How can you say it and how can you prove it?
General demographics are tracked by some form of census in every developed country.
Ok but there's a thing called deterrent. Banned guns - less gun crime. It doesn't mean no gun crime ... It's not about them fearing to break the law. It is about them putting the extra effort to obtain the gun illegally.
Deterrent against what? Not mass shootings, which are (ostensibly) the topic. The overwhelming majority of these incidents involve weeks or months of planning, and a shooter (or shooters) who plan to die as a result. The "extra effort to obtain the gun illegally" is trivial in comparison.
You're basically saying '' there's no point to ban guns because it's very easy to obtain them anyway''. How does that make sense?
What part of it doesn't make sense? Laws are bad if they restrict people's freedoms without meaningfully preventing or reducing the thing they're trying to prevent.
This is just word play you're trying to use against me.
It's not wordplay, it's just logic. You say we should do something if it saves "even one person." Legal gun ownership has saved at least one person. You're free to make other arguments about gun control, but that particular argument (which is clearly employed because it's simple and morally dramatic, and not because it's intellectually defensible) doesn't make sense.
So how gun is an effective protection, I don't know.
What part of the idea is confusing? If you're attacked, and you have a weapon, that increases your chances of defending yourself.
There are related downsides (the possibility of accidents, as you mention later), but I'm not sure what part of "a gun can be effective protection" is hard to understand.
Saying one person is saved by defending themselves is actually saying the offender is killed. However you look at it, it results in someone losing a life.
Except in one instance the lost life is an innocent person and in the other it's a criminal who forced an innocent person to defend themselves. So unless you want to take the ridiculous position that all actions which result in a loss of life should be seen as morally and legally identical, it's not clear what point you're trying to make.
Of course, there may be cases where the offender only gets injured or disarmed but I would believe these are the rare cases.
This sounds like another argument based on a guess, but okay, let's say this is true: rare compared to what? And are you suggesting that if it were common enough, you'd find the argument persuasive?
Related question: why do you think banning guns will deter criminals (who by definition are already willing to break laws), but the increased likelihood of an armed victim won't? You're simultaneously arguing that criminals will find gun laws to be a deterrent, but won't be deterred by an increased chance of their victims being armed. How does that make sense?
It takes forever for certain laws to be enforced. Some of them can never be enforced (prohibition is a good example).
Out of curiosity: why do you think prohibition can't be enforced, but gun laws can? What would your response be if I started quoting alcohol-related death totals?

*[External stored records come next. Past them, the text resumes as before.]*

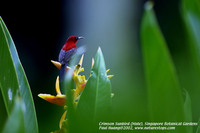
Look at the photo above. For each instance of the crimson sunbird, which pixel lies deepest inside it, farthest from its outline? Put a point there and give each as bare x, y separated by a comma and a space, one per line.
66, 53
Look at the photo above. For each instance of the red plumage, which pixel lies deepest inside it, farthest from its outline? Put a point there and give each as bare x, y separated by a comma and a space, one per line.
70, 43
67, 51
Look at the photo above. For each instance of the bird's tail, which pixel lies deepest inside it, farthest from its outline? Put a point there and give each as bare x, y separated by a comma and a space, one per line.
62, 72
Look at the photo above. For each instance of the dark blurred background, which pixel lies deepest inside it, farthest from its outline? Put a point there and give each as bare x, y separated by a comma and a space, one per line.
39, 29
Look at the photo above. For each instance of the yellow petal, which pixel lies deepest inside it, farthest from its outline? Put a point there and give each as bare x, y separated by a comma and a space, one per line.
107, 70
110, 76
81, 60
112, 95
62, 119
59, 99
58, 65
57, 86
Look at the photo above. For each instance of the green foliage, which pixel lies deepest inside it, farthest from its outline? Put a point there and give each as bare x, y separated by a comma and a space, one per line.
95, 101
13, 82
15, 121
165, 99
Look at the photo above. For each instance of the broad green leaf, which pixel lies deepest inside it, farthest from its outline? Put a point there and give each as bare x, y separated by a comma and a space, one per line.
3, 113
188, 110
191, 14
163, 90
13, 81
15, 122
95, 101
198, 128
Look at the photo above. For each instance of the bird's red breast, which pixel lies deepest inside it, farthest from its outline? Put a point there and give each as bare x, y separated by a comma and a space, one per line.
70, 43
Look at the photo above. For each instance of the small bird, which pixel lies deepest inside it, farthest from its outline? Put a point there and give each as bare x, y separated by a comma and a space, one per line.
66, 53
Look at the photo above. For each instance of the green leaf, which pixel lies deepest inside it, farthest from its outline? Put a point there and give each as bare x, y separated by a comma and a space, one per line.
13, 81
198, 128
3, 113
164, 94
191, 14
15, 122
188, 110
95, 101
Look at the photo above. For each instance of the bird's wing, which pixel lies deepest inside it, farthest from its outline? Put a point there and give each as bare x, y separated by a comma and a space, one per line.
65, 56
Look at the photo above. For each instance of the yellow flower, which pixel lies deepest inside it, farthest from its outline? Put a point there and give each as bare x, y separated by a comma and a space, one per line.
80, 83
59, 99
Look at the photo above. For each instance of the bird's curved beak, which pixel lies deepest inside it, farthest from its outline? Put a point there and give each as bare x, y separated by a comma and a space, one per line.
80, 37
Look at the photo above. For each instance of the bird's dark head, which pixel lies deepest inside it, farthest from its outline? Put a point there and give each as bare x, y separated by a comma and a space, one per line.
74, 39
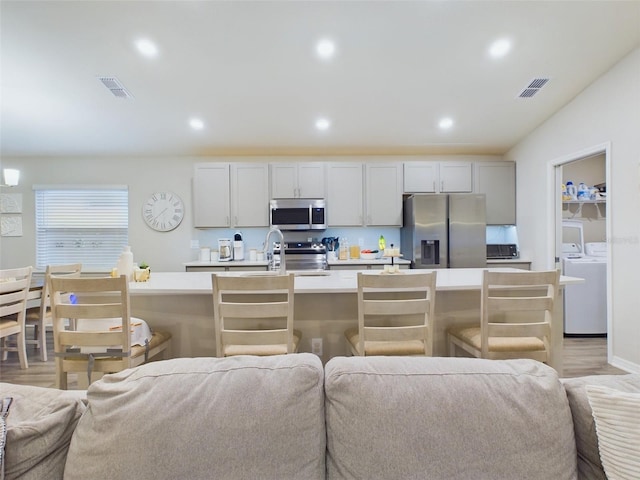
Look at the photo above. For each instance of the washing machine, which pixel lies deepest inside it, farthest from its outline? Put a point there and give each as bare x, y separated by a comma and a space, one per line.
585, 304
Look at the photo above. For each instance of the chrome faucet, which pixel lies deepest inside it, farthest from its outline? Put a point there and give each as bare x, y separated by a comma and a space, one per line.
283, 267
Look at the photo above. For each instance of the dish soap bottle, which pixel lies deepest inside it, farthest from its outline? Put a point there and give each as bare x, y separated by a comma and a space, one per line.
344, 250
125, 263
381, 243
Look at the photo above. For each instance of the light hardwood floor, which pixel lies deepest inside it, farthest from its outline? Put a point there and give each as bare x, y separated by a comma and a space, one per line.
582, 356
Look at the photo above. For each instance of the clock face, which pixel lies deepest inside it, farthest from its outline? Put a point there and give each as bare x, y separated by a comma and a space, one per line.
163, 211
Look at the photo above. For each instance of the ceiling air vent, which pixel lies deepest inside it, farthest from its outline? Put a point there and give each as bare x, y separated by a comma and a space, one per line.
115, 87
534, 87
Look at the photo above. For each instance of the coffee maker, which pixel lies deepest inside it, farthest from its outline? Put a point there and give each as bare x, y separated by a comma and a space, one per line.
224, 247
238, 247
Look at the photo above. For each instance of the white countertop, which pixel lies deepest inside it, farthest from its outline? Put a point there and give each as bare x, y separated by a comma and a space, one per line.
264, 263
327, 281
230, 263
377, 261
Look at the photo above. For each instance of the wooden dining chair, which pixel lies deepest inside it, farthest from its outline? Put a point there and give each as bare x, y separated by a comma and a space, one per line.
395, 315
102, 350
253, 315
14, 288
516, 317
40, 317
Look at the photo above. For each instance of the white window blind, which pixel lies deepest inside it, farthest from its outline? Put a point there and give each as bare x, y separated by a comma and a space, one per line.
87, 225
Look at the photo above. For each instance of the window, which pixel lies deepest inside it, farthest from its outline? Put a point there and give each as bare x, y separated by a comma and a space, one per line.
84, 224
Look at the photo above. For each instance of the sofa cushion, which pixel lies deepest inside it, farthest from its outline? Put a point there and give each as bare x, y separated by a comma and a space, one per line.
203, 418
589, 464
40, 424
617, 417
446, 418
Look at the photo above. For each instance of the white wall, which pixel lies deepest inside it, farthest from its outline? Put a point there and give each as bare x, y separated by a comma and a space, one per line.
607, 111
163, 251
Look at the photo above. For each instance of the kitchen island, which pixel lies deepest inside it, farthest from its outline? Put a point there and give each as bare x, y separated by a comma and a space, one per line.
325, 306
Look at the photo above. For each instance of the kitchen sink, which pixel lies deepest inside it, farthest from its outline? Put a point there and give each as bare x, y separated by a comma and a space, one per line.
312, 273
297, 273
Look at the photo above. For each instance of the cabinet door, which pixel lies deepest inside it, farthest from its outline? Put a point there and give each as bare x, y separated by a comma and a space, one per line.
311, 180
456, 177
344, 194
383, 194
284, 180
420, 177
497, 180
250, 194
211, 195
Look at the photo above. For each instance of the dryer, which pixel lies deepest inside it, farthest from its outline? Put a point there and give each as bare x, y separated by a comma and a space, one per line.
585, 304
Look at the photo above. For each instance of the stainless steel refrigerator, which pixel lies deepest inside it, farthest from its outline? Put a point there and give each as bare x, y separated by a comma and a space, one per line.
445, 231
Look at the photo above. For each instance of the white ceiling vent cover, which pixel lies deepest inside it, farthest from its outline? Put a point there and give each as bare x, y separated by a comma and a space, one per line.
115, 87
534, 87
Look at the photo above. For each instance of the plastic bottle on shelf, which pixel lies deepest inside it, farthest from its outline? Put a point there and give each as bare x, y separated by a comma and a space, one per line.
125, 263
583, 191
381, 243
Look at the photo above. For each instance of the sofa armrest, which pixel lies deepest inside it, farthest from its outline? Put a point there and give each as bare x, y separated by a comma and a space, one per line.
40, 424
589, 463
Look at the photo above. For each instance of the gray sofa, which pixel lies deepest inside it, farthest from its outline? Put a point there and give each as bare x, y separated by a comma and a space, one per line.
288, 417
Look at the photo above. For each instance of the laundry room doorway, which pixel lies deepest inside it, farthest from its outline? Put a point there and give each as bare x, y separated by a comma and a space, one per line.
581, 227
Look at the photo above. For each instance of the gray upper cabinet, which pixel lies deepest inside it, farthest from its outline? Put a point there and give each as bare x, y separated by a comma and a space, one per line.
383, 194
231, 195
497, 180
211, 207
345, 200
250, 194
298, 180
438, 177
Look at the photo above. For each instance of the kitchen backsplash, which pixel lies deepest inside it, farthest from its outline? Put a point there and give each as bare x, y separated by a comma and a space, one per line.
501, 234
254, 237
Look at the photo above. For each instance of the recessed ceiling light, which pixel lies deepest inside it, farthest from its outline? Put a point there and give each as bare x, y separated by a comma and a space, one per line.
445, 123
500, 48
326, 48
323, 124
147, 48
196, 124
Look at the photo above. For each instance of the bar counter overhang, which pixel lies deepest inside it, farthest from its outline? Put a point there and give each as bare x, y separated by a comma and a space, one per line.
325, 306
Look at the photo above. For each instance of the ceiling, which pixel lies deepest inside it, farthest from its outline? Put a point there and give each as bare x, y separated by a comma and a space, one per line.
249, 70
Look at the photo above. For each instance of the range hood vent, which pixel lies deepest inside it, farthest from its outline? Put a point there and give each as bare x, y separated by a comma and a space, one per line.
115, 87
534, 87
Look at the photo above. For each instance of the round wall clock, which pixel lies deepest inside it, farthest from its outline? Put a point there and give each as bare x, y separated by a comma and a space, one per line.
163, 211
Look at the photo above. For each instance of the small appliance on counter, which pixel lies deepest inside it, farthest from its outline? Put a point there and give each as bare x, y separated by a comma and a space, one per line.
238, 246
224, 249
502, 251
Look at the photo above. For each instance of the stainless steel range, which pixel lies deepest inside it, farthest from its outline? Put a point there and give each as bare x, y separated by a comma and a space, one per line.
301, 256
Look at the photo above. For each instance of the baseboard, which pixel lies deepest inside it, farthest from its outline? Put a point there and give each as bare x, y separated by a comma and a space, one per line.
625, 365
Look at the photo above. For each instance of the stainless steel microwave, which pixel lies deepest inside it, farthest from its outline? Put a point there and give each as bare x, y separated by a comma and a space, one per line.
298, 214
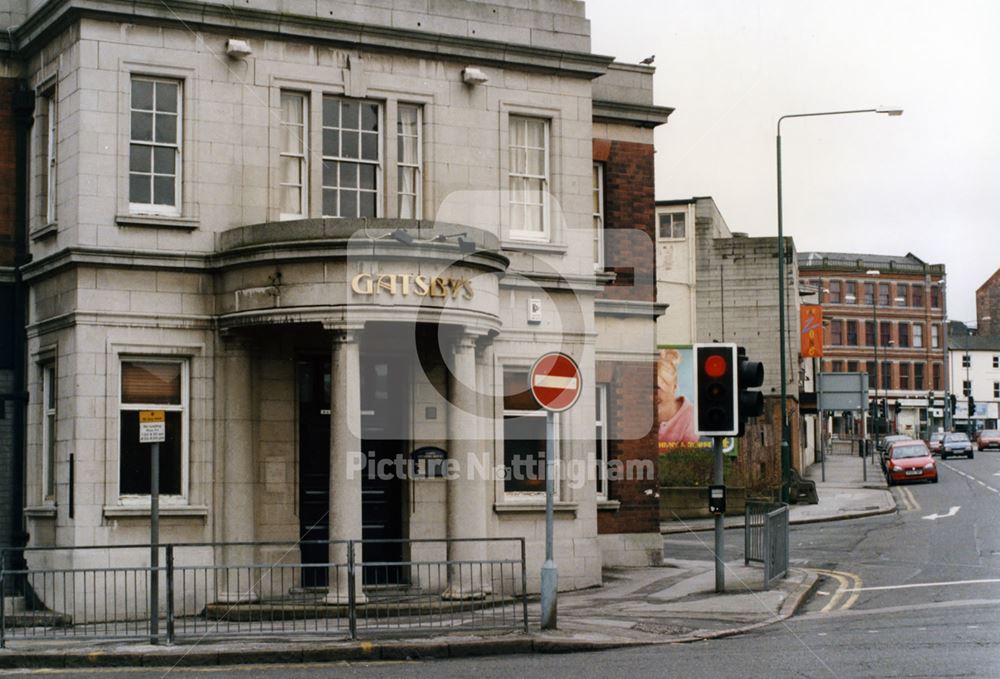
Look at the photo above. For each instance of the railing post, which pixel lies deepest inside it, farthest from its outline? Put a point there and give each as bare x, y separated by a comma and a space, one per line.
170, 594
524, 586
3, 603
352, 614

It's not like you ban cigarettes on Monday, and Tuesday no one is smoking in public places.
Same with guns. Obviously, innocent people would lose their guns quicker than potential criminals but with strict rules, the latter would have less guns or less opportunities to obtain one.

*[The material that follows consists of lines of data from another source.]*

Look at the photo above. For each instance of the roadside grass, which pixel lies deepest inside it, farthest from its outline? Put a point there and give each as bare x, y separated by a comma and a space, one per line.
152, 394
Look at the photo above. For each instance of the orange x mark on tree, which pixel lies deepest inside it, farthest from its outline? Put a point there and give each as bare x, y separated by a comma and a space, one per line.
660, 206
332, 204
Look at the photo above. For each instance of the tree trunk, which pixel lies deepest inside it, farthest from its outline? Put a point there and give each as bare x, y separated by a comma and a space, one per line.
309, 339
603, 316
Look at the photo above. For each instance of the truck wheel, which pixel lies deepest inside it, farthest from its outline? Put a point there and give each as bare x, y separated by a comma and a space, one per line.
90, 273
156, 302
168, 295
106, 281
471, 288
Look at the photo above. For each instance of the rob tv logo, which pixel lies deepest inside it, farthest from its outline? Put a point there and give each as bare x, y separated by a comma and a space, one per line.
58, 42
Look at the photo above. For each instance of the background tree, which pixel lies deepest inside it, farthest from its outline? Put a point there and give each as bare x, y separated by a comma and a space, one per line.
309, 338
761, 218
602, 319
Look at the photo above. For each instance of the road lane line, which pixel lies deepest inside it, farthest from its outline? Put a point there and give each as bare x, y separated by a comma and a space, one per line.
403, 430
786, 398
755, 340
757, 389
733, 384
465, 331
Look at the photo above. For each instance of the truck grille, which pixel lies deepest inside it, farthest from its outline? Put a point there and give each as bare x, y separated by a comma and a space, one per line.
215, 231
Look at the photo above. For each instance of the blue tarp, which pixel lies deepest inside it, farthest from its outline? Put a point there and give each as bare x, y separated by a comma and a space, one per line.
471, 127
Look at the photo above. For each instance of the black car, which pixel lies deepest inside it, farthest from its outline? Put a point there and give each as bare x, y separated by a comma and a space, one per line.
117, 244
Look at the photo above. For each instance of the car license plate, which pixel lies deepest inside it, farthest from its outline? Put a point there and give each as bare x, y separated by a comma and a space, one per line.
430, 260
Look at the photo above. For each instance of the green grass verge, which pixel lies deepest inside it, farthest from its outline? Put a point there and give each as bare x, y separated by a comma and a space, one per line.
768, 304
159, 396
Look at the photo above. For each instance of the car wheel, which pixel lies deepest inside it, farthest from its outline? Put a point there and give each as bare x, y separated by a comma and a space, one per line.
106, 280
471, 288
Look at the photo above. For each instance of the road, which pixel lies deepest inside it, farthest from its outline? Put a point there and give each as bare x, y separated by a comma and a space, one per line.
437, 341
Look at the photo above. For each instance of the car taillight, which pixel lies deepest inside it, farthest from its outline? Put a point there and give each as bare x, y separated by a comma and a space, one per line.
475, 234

That might stop petty muggers, but it wouldn't stop mass shooters, terrorists, or anyone particularly determined. Which means the most high-profile attacks (again, the ones that almost invariably spark discussions like this) would continue.
Also, if you admit that innocent people would "lose their guns quicker," doesn't that mean there'll be a prolonged period of time where lots of criminals still have guns, and no law-abiding citizens do? During this time, won't things be even more dangerous for law-abiding citizens than they are now?

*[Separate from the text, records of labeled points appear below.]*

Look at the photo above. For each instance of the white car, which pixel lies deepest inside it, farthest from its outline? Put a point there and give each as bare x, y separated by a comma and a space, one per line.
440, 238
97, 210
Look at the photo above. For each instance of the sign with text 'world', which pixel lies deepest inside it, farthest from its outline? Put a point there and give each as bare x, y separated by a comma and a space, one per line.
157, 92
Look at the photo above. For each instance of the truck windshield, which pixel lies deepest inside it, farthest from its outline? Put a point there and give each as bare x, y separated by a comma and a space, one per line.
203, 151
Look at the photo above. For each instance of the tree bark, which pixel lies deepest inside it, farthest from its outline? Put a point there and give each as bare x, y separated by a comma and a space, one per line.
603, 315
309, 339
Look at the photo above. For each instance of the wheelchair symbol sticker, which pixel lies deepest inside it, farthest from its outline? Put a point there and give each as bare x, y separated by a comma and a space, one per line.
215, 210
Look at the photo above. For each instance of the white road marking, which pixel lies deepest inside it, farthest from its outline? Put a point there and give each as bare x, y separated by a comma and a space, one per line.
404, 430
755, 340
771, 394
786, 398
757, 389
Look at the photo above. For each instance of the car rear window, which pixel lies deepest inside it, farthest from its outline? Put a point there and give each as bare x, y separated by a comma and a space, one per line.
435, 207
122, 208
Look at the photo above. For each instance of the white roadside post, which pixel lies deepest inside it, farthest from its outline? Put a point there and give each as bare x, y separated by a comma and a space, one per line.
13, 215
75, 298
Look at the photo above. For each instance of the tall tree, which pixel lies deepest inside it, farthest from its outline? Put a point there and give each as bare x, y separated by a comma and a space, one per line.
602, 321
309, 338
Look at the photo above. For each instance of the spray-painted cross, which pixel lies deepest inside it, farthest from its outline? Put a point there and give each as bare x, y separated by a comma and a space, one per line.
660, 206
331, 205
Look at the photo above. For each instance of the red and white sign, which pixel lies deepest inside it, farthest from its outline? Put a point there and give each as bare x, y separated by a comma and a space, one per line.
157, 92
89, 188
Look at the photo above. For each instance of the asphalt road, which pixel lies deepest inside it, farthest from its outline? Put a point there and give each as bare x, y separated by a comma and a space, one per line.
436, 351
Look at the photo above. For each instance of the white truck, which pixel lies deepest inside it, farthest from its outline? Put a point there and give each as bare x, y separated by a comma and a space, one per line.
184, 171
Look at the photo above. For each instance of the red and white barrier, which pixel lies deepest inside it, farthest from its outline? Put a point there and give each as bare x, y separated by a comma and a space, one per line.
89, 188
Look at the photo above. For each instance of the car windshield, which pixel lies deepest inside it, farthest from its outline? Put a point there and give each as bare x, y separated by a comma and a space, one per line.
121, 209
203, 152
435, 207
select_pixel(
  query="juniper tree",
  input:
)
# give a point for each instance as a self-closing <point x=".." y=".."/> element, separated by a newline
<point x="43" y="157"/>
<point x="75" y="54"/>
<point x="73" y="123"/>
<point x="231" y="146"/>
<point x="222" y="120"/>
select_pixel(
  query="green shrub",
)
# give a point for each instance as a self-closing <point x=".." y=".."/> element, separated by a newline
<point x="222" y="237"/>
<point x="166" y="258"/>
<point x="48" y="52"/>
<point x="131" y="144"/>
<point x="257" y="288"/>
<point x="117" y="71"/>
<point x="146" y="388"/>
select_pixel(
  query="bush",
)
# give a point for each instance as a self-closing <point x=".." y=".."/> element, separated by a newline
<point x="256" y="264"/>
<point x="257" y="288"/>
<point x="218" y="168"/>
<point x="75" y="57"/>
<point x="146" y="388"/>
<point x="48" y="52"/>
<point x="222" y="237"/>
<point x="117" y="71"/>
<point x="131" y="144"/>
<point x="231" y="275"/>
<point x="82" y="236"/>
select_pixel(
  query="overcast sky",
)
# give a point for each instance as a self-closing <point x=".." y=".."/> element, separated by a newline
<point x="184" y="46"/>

Haha, it's an expression, sorry.
It means that what is dangerous for one person, might not be dangerous for another. I may think having a glass of vodka is dangerous whereas someone doesn't see danger in robbing banks.
Thanks for the explanation, but what does that expression have to do with what we were talking about? You said you couldn't imagine why someone would need a gun, and I told you that some people live in dangerous places. IE: places where they feel they may be attacked or robbed. I'm pretty sure any reasonable definition of "dangerous" has to include violent attack.
Well, I lived in a neighborhood where someone was sliced with a machete literally 10 meters from my house. Shop assistant was shot there as well a couple of years ago. I was told by people that the area is dangerous and I did use to see some suspicious looking people around the area. Nothing ever happened to me. I wasn't safe but I was feeling safe.
I'm glad you felt safe (though one incident doesn't really tell us if you've lived in dangerous places or not), but why's that an argument for anything? You may or may not have been safe, however you felt, and even if you were, that has nothing to do with people in completely different places and situations.You live half a world away from the people you're talking about
: why would you feeling safe in a random neighborhood in Lithuania years ago be an argument that somebody in Detroit or Chicago should, too?
It's normally classes as manslaughter which would give you prison time.
This is simply incorrect; killing in self-defense is not inherently a crime, let alone one that results in prison time.
It's possible to engage in "voluntary manslaughter" with what's called "imperfect self-defense," where someone is recognized as having an unreasonable (but honestly held) belief that they had to kill to protect themselves, however. But even that is nowhere near "murder."